The disclaimers in that Handbook stated the “purpose of these policies is to establish a uniform and equitable system of personnel administration for employees of the City of Plainview. They should not be construed as contract terms.” The Handbook went on to state that it “is not intended to create an express or implied contract of employment between the City of Plainview and an employee.”

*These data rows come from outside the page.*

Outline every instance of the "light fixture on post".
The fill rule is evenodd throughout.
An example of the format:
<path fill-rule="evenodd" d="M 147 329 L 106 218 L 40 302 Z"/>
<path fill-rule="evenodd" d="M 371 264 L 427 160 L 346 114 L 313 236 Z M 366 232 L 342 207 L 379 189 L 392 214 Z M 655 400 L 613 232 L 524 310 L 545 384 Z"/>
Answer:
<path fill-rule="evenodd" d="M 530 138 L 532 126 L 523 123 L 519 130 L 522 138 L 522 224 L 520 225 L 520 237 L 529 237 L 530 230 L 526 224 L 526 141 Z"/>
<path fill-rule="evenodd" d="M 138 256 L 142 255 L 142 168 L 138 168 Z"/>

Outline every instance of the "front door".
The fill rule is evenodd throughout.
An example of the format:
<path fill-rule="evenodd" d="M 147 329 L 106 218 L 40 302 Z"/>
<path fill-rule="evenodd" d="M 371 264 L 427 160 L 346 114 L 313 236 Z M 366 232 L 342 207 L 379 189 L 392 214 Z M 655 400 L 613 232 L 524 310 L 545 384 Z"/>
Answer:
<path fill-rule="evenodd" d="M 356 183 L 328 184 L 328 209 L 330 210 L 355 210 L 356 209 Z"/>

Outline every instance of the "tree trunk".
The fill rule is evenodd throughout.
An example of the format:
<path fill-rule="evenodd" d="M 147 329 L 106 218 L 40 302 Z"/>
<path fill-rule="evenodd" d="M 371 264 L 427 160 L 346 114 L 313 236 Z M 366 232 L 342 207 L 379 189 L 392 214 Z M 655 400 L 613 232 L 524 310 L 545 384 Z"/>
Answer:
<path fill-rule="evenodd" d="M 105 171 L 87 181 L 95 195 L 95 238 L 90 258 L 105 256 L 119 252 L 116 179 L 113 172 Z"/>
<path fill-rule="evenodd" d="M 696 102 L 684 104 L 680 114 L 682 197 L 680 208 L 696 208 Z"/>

In the Hall case, the City terminated an employee who had accrued 1,778.73 hours of unused PTO. Prior to termination, the City offered for the employee to “voluntarily” resign with the required amount of notice and then receive payment for up to 500 hours of his accrued PTO. The employee refused to resign, and the City terminated employment, relying on the “lack of notice” language in the Handbook to deny payment of any unused PTO. The employee sued.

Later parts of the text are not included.